You might be wondering what any of this has to do with Wall Street? Up until the early 2000s, the U.S. stock market didn’t use decimals. It used fractions, historically eighths, before switching to decimals. Why eighths? Because the Spanish 8 real coin literally meant “pieces of eight”. Astonishingly, the New York Stock Exchange, the hub of capitalism in the world’s most dynamic economy ,was still using a pricing system rooted in a currency design from the 1500s, well into the new millennium.
So instead of a stock being priced at $12.50, it might be priced at $12 4/8, and so on. The smallest possible spread, the gap between what you buy a share for and what you sell it for ,was one, eighth of a dollar, or 12.5 cents.
 
As a market maker, Madoff sat in the middle of that gap. Every time he matched a buyer and a seller, he was effectively guaranteed a minimum of 12.5 cents per share. When you’re trading millions of shares a day, that adds up to a staggering amount of legitimate wealth.
 
The death of the spread
 
Ironically, Madoff’s legitimate empire was effectively killed by modernisation. As technology improved, the exchanges moved from eighths to sixteenths, cutting his guaranteed profit in half. Then came the final blow: decimalisation. In April 2001, the SEC forced the markets to switch to pennies. Overnight, Madoff went from making 12.5 cents per share to making fractions of a cent.
 
The “real” money dried up almost instantly.

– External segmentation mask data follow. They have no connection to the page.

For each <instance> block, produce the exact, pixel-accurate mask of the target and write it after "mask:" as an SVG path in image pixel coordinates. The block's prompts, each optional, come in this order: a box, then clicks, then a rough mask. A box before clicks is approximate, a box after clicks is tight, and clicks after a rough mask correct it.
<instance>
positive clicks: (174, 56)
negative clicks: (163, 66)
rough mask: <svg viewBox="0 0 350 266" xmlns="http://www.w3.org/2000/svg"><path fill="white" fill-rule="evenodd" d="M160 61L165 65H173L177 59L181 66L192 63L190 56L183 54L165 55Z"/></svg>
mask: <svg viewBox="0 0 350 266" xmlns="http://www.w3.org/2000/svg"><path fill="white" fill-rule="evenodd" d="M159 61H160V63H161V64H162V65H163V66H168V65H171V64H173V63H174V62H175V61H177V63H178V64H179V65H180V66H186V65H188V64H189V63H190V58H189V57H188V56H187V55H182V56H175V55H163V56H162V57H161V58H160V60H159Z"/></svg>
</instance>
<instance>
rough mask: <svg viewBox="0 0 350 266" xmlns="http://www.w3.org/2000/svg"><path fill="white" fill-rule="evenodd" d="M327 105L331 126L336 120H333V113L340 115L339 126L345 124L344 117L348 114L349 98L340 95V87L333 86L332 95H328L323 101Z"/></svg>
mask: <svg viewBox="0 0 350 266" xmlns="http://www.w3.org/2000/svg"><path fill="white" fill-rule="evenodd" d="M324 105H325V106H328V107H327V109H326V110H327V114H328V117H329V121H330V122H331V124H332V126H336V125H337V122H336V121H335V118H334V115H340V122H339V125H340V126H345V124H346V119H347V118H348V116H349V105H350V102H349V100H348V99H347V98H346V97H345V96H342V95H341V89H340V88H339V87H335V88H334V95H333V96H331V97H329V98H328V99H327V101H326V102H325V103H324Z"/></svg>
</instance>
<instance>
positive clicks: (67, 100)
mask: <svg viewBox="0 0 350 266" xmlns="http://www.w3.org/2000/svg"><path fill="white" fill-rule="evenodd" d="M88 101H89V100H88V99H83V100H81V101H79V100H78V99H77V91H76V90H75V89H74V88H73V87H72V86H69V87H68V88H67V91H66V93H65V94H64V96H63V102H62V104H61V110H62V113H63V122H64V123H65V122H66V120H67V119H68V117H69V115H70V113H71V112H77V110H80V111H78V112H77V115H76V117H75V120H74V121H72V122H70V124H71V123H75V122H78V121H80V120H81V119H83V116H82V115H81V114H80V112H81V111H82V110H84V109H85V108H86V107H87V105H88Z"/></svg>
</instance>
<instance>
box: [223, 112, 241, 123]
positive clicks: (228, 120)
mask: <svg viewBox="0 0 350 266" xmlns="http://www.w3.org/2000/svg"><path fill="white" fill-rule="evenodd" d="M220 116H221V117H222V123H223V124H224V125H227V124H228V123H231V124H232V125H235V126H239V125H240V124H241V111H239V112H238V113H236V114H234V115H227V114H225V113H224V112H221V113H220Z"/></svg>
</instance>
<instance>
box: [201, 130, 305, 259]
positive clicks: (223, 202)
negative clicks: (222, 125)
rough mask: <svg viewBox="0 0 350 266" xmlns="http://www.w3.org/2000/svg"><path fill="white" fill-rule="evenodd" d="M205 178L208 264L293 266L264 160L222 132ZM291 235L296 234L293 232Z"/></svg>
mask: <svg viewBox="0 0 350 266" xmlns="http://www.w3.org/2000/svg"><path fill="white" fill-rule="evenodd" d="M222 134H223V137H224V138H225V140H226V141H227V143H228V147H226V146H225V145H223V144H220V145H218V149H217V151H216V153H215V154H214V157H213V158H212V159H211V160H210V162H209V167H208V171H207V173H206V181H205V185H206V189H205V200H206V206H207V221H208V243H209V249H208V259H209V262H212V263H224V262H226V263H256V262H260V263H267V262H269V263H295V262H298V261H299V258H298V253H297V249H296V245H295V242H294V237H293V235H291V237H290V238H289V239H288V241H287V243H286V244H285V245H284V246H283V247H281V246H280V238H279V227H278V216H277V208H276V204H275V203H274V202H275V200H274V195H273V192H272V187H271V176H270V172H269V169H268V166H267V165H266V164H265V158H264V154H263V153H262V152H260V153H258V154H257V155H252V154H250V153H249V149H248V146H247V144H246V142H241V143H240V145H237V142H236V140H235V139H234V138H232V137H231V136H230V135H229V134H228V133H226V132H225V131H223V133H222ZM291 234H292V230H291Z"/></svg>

It’s no coincidence that pressure on the Ponzi scheme intensified at exactly the same time his legitimate business hit legitimate headwinds.
 
By 2008, the game was up. BLMIS was no longer the force it had been, and investors, in what became the perfect storm of the credit crunch, started demanding withdrawals the Ponzi scheme couldn’t sustain. When it was all said and done, of the $60 billion Madoff claimed to control, only hundreds of millions remained.
 
The broker, dealer side of the Bernie Madoff empire obviously became an untenable proposition once the scale of the fraud was revealed and the company was liquidated. But one extraordinary detail still stands out: for all the salesmanship, networking, political connections, disruptive technology, and computerised trading, one of the most important factors behind Madoff’s wealth was simply that Spanish explorers 500 years ago minted coins that were divided into pieces of eight.